BENJAMIN H. SETTLE, District Judge.
This matter comes before the Court on Appellant Travelers Indemnity Company's ("Travelers") motion for leave to appeal (Dkt. 2). The Court has considered the pleadings filed in support of and in opposition to the motion and the remainder of the file and hereby denies the motion for the reasons stated herein.
Debtor-Appellee Fraser's Boiler Service, Inc. ("Debtor") was a former boiler repair company that operated for decades installing and maintaining equipment throughout the West Coast. In late 2014, Debtor permanently ceased all operations and all of the business assets of the Debtor were sold, leaving behind only policies from various insurers including Travelers. In early 2015, a receiver was appointed under Washington State law. The Debtor's estate has liabilities far exceeding its de minimis cash.
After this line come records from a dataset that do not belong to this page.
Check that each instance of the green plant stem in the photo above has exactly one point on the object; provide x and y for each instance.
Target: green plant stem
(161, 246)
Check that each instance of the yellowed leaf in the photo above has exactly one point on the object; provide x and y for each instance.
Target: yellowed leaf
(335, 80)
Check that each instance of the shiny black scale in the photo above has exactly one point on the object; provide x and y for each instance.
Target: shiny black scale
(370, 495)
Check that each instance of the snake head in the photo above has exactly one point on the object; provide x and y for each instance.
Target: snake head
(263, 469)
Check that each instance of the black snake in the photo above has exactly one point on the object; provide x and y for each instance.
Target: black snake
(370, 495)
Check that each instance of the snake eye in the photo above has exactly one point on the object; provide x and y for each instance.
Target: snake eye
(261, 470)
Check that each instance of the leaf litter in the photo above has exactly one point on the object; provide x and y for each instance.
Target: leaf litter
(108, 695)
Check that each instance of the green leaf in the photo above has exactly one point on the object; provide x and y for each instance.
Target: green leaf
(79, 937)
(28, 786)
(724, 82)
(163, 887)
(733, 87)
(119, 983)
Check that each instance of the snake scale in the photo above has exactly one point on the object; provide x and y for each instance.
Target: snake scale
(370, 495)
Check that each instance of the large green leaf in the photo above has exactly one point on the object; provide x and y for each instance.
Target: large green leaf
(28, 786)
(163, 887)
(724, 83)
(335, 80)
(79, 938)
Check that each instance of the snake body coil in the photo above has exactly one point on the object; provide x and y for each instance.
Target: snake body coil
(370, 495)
Despite the Debtor's non-operative status and negative net worth, DJO Services, LLC ("DJO"), acquired all of the equity interests in May 2017 from the prior shareholders. DJO, with the cooperation of the Receiver and the Receiver's counsel, offered certain insurers a bankruptcy release not just of all pending and future asbestos plaintiffs, but also of contribution claims from non-settling insurers like Travelers.
On January 11, 2018, the Receiver, DJO, the Debtor and the settling insurers executed the Settlement Agreement and Release ("Settlement Agreement"). The Settlement Agreement provides for the "settling insurance companies" to be released from all future liability for any asbestos claim against Fraser's, in exchange for the settling insurers paying a sum. The Debtor has proposed a Chapter 11 plan creating a trust into which the insurers' payments would be deposited and from which the Receiver and his professionals would be paid significant fees.
DJO proposes using its power as Chapter 11 equity owner to appoint its owner, David Gordon, as the Trust's "Liquidating Trustee" and to personally appoint the professionals. The plan would give the first asbestos plaintiffs who file claims full payment of their claims until trust funds run out, with no reserve for later filing plaintiffs. The plan would have the two lawyers who participated in the negotiation of the Settlement Agreement appointed to a Trust Advisory Committee where they could assure their clients are among the first to have claims allowed.
On April 9, the Debtor filed for Chapter 11 bankruptcy despite no possibility of reorganization and no enterprise value to preserve. In a Chapter 11, the management for the debtor is the "trustee" of the estate and, subject to bankruptcy court approval, may propose professionals. Travelers filed a Motion to Convert the Chapter 11 case to a Chapter 7 case in an effort to involve an impartial Chapter 7 trustee to more equitably manage the estate.
On May 16, 2018, the bankruptcy court held a hearing and denied Travelers' motion to convert. The court made four general observations as follows:
Dkt. 18-1 at 69-70. The court concluded as follows:
Id. at 70-71.
Travelers filed the motion for leave to appeal shortly thereafter.
The Court has jurisdiction to hear appeals from interlocutory orders of the bankruptcy court. 28 U.S.C. § 158(a)(3). The standards for granting leave to appeal are "set forth in 28 U.S.C. § 1292(b), which concerns the taking of interlocutory appeals from the district court to the court of appeals." In re Roderick Timber Co., 185 B.R. 601, 604 (B.A.P. 9th Cir. 1995). The Court should consider "whether the order on appeal involves a controlling question of law as to which there is a substantial ground for difference of opinion and whether an immediate appeal may materially advance the ultimate termination of the litigation." Id. However, leave to appeal should "be used only in exceptional situations in which allowing an interlocutory appeal would avoid protracted and expensive litigation." In re Cement Antitrust Litig. (MDL No. 296), 673 F.2d 1020, 1026 (9th Cir. 1981), aff'd sub nom. Arizona v. Ash Grove Cement Co., 459 U.S. 1190 (1983).
In this case, Travelers fails to show that the denial of its motion to convert is an exceptional circumstance that involves a controlling question of law. An order regarding conversion of a case is reviewed for abuse of discretion. In re Lavesque, 473 B.R. 331, 335 (B.A.P. 9th Cir. 2012) (citations omitted). Travelers fails to establish that review of the bankruptcy court's exercise of discretion will materially advance the outcome of the litigation. Instead, Travelers relies on the theory that this Court concluding that the bankruptcy court abused its discretion will alter the distribution of proceeds to the Debtor's creditors. On this note, the bankruptcy court cautioned the parties as follows:
Dkt. 18-1 at 71. Thus, Travelers' main concern of the distribution of assets will be closely monitored by the bankruptcy court, which alleviates any concern that review of the interlocutory order will materially advance the litigation. The litigation will proceed before a court that is mindful of wasting assets regardless of whether it is a Chapter 7 or Chapter 11. As such, the Court finds no need to review the bankruptcy's court finding that Travelers has failed to establish cause to convert the matter.